I like the idea – that people can achieve more with their time. But actually there is a subset of that scene that talks about a ‘four hour work week’ (there’s a book). For creative people I cannot imagine anything worse that a life goal of sitting around doing absolutely nothing for the other 164 hours. For creative people, drive, ambition, life goals and personal motivation are all intrinsically tied to the urge to create. GTD and The Four Hour Work Week urge you to remove the actual process of being creative from the day to day flow of being a creative person.
It means that you must close yourself down and be very timetabled and task-based in what you do with your day. “Between the hours of 11am and 2pm I will have some inspiration”
This is entirely the opposite of what I think will be required of creative people, so I am doing precisely the opposite.
‘Don’t Get Things Done’ means keeping your eye on the overall strategy of what you are trying to achieve, but crucially being totally open to accepting tangents and changes of plan along the way, and crucially on a very short timeline. Yes, have a rough list of what you need to do, but get on with the ‘being creative’ side of things and let other people that you are working with deal with whatever structury, legally, stop-the-creativity things they need to be doing.
It means letting a few things go by the wayside, being slow to respond to a few emails, but by focussing on what you’re trying to do at the same time as taking interesting tangents and exploring you’re bound to come up with things that other people won’t in the same length of time.
5. Get riskier
I’m really bad at Monopoly. Until I win. My strategy is pretty much always to bag the two most expensive properties on the board and get a hotel on them as quick as possible. Yes, it’s risky. Yes, it means I often lose. But when I win it’s totally game over for whoever lands on that hotel.
A lot of people busy themselves talking about entrepreneurial risk – the ‘put everything on the line’ mental state you have to live with when you’re running your own company. In an online world that just gets more pronounced. In order to succeed on the web, it seems to me that there will always be someone else who can build the thing you’re doing faster and better than you ever would. And if it’s not faster or better it’s in another language or with a big media partner you didn’t have time to approach just yet.
So the only way to really succeed is to ‘ring-fence’ each of your ideas with just an acceptable level of risk (nobody is going to come and kill me if this bails out) and then push as hard as possible on that idea within the length of time you’ve given it.
6. Accelerate serendipity
The unexpected rule. By far the best way of making big and amazing things happen on the web is to connect with other people who can give you a leg up. The trouble is, you don’t know who or what is going to help you in your mission until you’ve met them or found out about them. So, the only reasonable strategy is to ‘network’, but I’m now of the opinion that ‘networking’ as was is just one part of the equation for the kind of connectivity we’re seeing happening online.

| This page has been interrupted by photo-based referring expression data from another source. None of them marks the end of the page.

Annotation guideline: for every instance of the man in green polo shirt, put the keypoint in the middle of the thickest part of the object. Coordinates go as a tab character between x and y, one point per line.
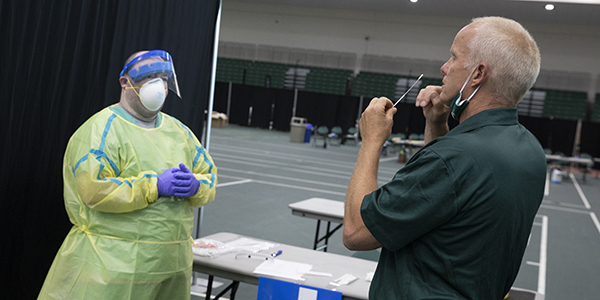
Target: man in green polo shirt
454	222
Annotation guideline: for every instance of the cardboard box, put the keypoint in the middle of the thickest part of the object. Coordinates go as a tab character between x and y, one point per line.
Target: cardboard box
219	120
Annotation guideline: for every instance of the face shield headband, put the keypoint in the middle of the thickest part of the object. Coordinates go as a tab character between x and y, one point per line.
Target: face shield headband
137	70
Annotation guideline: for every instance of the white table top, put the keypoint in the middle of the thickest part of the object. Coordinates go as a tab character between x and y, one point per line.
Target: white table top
227	266
320	209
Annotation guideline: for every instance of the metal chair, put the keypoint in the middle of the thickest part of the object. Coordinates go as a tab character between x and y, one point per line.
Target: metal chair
335	136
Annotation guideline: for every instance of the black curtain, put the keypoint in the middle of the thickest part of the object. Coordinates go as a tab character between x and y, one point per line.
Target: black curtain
59	64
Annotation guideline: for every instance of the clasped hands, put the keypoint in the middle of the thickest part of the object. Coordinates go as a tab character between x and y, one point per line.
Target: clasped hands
179	182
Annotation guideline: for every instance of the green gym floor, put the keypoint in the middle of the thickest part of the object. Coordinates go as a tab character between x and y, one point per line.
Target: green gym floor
260	172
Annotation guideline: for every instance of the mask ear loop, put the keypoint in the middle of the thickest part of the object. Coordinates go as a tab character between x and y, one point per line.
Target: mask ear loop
134	87
460	102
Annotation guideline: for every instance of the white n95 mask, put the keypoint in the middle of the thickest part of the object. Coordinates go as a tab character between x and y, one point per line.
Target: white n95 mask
153	94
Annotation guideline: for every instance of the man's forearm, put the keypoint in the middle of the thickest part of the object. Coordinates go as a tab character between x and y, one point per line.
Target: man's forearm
363	181
435	130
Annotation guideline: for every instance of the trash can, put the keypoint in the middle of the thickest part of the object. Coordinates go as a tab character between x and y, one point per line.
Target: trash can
556	176
308	133
297	130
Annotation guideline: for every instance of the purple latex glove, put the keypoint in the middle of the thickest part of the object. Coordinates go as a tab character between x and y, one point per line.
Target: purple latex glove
165	182
186	184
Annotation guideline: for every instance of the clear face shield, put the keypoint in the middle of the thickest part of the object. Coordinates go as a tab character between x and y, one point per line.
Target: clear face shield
153	64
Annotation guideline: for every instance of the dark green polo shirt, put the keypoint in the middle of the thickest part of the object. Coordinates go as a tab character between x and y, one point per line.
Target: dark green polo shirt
454	222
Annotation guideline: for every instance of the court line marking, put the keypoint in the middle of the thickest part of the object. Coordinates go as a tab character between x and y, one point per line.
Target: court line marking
543	254
547	187
322	172
579	191
595	220
578	211
295	179
288	186
387	159
234	183
543	257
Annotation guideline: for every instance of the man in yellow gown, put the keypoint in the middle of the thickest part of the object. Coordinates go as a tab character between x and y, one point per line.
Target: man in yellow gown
132	177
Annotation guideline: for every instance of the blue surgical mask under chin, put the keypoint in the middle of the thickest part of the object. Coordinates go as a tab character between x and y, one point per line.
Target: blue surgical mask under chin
456	104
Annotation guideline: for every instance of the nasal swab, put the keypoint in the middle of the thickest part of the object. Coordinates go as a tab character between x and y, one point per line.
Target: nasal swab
408	90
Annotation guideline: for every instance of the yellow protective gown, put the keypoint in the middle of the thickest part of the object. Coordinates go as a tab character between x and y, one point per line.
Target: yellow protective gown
126	242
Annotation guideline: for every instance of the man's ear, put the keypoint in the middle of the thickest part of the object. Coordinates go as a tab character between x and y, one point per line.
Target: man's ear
480	74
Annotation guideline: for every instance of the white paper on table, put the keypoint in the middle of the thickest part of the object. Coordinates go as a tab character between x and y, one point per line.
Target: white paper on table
250	245
283	268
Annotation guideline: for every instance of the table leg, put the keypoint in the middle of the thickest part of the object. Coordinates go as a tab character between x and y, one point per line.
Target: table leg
317	235
209	287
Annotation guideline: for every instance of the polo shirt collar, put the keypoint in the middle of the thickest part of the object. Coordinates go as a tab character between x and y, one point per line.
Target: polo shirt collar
496	116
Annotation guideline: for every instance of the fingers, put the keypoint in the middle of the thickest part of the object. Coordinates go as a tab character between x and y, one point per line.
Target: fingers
428	95
183	168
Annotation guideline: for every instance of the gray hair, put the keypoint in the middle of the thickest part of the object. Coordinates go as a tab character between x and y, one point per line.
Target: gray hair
510	53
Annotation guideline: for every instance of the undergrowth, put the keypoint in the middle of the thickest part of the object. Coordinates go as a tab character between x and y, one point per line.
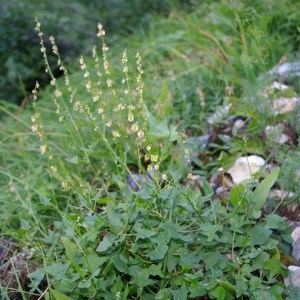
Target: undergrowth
99	180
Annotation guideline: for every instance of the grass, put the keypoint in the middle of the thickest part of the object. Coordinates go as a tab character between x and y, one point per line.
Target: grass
97	170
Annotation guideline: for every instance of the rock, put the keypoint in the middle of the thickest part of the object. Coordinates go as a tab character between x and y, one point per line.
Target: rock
296	234
244	167
294	276
283	105
296	252
136	181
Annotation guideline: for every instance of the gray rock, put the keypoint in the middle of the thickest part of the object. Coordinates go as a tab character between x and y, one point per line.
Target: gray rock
296	252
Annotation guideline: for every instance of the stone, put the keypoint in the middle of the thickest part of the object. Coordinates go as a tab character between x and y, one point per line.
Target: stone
296	252
244	167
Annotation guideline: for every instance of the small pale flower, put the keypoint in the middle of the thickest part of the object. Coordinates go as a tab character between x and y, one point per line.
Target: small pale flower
64	184
135	127
53	169
34	127
141	134
154	157
105	48
88	85
109	82
115	134
43	149
130	116
101	32
58	93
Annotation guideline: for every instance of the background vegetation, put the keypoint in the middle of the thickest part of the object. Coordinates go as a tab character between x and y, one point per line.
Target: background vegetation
96	172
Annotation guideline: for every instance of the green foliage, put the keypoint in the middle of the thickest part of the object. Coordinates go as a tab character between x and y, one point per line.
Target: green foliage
95	174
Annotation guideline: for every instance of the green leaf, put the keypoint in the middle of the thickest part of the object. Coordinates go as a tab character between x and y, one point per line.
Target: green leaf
85	283
262	191
162	129
210	259
210	230
93	262
274	264
58	270
36	277
72	159
73	254
180	294
259	235
159	252
142	280
58	295
120	263
219	292
237	193
155	270
144	233
275	222
258	262
104	245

It’s a bit ’social media’, it’s a bit ‘meet up in your local area’, it’s also a bit ’set out your stall’ – but in all of this, if you have your eye on one simple idea you’ll succeed: accelerate serendipity – make more ‘happy accidents’ happen. Find ways to engineer inspirational encounters with people you will grow to know and admire.
Find ways for potential collaborators to just ‘bump into you’. Work in a cafe more often. Hang out in unusual places. Accept invites to stuff you probably shouldn’t go to because you’re too busy. Go to unexpected and tangental conferences. Work in the web? Don’t go to ‘User Experience Expo 5′, go to where a philosopher is speaking at a university near you instead. Randomise your work-week.
I’m not saying that these rules will work for anyone but me, but these are general rules I’m obeying for myself and so far it’s making for an exciting way to work -sorry- play.